The number of readers in Russia has been declining, and the Russian book market is declining too. The market contracts annually by 5 to 7%. 20% of Russia’s bookstores have closed since 2010. And paper book circulation has declined by 33% since the year 2000. This may be in part due to a switchover to e-books.
According to a recent infographic, only 56% of Russians have read 1 or more books in the last year. Of those who do read, 70% read e-books. But of those who read e-books, only 15% actually buy them! (92% admit to downloading them from pirate sites, and 36% copy them from friends…who probably also downloaded them from pirate sites.) And Western authors think they have piracy problems!
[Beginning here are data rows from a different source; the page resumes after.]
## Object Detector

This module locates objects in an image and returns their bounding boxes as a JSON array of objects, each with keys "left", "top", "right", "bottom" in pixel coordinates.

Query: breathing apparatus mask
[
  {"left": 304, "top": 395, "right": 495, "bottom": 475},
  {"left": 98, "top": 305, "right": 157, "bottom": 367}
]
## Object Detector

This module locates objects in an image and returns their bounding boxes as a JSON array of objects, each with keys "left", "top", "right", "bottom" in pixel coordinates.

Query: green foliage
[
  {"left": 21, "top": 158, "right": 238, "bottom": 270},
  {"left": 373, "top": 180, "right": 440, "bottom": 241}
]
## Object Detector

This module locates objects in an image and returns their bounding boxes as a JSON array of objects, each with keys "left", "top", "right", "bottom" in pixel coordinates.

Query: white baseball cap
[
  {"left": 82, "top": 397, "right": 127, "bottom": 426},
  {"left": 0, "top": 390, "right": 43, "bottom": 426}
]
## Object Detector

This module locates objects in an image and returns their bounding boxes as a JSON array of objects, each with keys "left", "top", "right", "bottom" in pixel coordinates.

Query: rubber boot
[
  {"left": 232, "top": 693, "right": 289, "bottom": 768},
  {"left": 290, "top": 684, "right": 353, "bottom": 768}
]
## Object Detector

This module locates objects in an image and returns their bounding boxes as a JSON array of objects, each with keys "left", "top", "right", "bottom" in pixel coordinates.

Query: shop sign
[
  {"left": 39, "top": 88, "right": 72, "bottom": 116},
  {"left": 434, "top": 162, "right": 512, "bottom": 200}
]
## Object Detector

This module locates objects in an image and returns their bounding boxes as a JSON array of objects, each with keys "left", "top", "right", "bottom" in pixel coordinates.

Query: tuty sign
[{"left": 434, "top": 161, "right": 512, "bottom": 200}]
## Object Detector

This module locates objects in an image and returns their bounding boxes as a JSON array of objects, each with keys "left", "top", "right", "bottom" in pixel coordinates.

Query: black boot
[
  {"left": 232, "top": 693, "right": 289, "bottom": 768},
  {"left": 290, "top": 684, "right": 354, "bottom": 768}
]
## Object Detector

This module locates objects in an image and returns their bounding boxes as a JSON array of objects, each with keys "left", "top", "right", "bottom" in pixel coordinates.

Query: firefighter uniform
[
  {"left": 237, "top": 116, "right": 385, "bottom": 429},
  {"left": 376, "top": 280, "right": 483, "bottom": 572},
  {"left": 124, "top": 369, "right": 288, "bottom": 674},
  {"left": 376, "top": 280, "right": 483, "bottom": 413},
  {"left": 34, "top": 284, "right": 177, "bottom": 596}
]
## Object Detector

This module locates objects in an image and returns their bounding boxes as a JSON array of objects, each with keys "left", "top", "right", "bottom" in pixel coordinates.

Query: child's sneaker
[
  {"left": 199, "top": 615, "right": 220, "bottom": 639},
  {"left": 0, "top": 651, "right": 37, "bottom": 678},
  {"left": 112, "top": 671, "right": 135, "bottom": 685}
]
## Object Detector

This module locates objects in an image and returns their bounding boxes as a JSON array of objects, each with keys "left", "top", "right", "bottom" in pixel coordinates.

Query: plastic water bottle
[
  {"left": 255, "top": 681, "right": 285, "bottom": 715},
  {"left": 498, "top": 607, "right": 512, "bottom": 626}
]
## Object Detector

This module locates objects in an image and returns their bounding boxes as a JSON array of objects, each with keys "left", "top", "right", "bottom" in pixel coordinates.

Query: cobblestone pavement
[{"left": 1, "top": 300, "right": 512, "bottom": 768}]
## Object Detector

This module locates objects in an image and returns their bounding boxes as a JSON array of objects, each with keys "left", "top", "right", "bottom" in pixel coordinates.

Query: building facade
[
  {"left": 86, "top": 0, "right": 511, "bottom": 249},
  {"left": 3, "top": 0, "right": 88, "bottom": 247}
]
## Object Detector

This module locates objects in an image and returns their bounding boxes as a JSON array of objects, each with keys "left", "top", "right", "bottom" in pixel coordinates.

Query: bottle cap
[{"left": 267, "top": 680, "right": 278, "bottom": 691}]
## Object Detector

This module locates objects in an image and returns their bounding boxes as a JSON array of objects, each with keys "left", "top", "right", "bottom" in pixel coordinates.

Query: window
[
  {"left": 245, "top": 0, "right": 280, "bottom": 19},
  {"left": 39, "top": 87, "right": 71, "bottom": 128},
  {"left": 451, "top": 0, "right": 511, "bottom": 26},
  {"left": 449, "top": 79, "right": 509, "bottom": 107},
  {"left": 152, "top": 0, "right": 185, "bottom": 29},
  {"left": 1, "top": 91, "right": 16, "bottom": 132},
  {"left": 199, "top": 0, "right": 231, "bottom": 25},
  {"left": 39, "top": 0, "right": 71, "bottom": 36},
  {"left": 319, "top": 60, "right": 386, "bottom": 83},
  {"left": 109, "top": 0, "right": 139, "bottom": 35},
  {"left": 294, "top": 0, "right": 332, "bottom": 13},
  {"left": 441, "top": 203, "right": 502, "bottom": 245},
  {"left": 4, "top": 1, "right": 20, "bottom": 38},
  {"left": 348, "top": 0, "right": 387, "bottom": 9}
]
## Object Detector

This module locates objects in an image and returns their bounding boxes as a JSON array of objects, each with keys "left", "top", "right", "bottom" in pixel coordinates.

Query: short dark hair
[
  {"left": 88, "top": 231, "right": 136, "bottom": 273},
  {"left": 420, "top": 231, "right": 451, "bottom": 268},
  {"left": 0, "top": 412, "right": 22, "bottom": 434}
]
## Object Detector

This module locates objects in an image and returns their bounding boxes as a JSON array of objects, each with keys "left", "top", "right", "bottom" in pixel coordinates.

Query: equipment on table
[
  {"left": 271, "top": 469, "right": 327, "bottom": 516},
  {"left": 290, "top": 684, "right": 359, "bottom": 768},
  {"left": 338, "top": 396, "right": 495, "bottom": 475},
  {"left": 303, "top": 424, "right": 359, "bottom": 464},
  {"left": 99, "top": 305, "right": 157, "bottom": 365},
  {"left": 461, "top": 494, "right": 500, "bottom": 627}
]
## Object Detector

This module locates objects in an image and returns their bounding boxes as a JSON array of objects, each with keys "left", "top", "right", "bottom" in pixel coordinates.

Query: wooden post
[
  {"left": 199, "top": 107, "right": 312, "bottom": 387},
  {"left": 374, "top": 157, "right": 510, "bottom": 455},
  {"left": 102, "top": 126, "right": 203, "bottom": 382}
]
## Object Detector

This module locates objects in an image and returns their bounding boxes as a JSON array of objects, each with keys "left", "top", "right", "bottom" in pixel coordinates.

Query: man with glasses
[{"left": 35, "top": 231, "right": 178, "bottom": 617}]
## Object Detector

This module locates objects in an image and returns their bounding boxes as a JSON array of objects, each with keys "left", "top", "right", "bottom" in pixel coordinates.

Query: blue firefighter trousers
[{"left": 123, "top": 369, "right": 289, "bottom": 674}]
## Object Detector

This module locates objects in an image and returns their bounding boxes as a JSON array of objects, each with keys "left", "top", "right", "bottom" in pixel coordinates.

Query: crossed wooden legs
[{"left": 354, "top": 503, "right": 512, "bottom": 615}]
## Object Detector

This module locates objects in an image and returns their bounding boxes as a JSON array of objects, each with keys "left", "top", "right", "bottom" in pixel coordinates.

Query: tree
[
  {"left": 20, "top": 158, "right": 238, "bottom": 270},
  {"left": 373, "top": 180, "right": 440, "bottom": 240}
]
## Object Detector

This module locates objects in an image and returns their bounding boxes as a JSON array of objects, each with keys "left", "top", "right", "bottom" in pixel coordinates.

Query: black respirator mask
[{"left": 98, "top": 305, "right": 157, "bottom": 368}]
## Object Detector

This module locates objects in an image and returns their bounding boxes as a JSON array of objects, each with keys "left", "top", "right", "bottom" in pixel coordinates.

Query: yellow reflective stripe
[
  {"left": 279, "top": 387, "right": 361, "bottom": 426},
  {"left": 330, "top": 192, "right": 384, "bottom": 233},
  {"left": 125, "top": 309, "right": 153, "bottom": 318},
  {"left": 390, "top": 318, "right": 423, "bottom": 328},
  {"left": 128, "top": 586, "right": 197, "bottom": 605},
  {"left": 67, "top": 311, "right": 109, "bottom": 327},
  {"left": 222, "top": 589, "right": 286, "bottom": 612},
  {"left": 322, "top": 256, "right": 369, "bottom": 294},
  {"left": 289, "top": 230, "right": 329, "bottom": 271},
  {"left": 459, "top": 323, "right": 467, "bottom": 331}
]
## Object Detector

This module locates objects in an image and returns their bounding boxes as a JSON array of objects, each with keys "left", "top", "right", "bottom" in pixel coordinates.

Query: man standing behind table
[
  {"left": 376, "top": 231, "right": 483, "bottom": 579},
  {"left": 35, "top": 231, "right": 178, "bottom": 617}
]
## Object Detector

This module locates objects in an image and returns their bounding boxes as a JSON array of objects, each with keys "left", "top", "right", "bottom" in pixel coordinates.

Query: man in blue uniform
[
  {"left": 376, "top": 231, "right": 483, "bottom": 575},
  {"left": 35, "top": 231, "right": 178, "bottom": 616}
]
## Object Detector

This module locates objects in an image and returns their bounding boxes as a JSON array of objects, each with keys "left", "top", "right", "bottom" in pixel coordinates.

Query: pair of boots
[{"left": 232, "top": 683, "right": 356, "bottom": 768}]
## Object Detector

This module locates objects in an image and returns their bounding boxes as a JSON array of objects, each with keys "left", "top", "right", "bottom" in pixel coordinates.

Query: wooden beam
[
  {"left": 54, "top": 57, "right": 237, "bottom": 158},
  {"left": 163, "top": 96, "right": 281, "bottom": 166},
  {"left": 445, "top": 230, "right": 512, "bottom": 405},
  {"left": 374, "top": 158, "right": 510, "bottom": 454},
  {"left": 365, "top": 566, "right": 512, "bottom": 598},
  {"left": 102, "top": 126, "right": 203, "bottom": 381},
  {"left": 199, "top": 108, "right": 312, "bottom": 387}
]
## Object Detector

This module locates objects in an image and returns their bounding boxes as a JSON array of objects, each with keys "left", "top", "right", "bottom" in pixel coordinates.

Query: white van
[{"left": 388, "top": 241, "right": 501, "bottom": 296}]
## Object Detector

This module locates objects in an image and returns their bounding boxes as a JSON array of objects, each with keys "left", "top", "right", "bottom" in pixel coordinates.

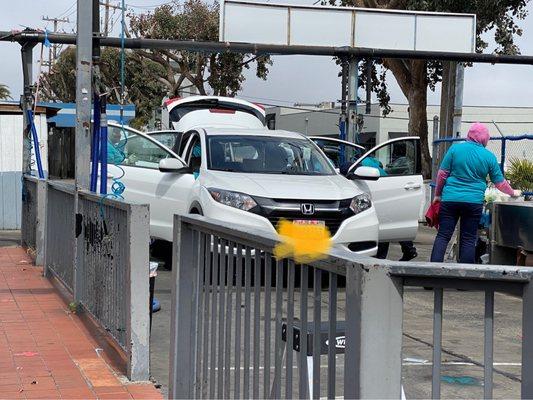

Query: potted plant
[{"left": 506, "top": 158, "right": 533, "bottom": 201}]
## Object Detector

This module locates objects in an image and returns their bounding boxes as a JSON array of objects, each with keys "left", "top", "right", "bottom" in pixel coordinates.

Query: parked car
[
  {"left": 106, "top": 126, "right": 423, "bottom": 259},
  {"left": 106, "top": 123, "right": 381, "bottom": 256}
]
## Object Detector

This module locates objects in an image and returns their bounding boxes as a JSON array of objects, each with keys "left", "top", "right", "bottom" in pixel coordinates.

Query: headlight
[
  {"left": 208, "top": 188, "right": 257, "bottom": 211},
  {"left": 350, "top": 193, "right": 372, "bottom": 215}
]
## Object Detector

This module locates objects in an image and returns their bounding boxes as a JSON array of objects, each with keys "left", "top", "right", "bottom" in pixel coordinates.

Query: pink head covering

Russia’s e-book market looks a lot like the US market did pre-Amazon. Out of a RUB 60 billion (USD $2 billion) book market, e-books make up only 250 million rubles (USD $8 million). Even though e-books are significantly cheaper in Russia than in the West (the typical Russian e-book costs the equivalent of USD $3), the commercial selection of legitimate e-books is considerably poorer. The stores have 60,000 titles, while pirates boast 100,000 to 110,000 or more.
“The current situation with pirated content in the Russian e-book market could be explained by the lack of legal alternatives in terms of service, product range and prices,” says [Russian publishing-industry analyst Andrei] Yurchenko. ”Once such alternatives will be available, it should go a long way toward solving the problem.”
Russia’s state media agency has launched an anti-piracy campaign, urging readers to buy legally and not “steal” from authors (complete with an advertisement featuring shadowy hands reaching out to steal things from authors as they make their case to the public), but it’s unclear how effective this will be if the titles that people want to read aren’t even available legally.
This seems to jibe with a story I wrote a couple of years ago, looking at Russian bookstore Litres.ru and Valve Software as two e-media companies who were trying to fight piracy in Russia. Of the two, Valve seemed to be the more successful—Russia was Valve’s second-biggest European market, behind Germany—which Gabe Newell put down to providing better service and availability:
But the point was, the people who are telling you that Russians pirate everything are the people who wait six months to localize their product into Russia. … So that, as far as we’re concerned, is asked and answered. It doesn’t take much in terms of providing a better service to make pirates a non-issue.
It looks as though Litres is still lagging behind the pirates in providing that type of service. Perhaps once more books are available legally, more Russians will buy them? We can only hope.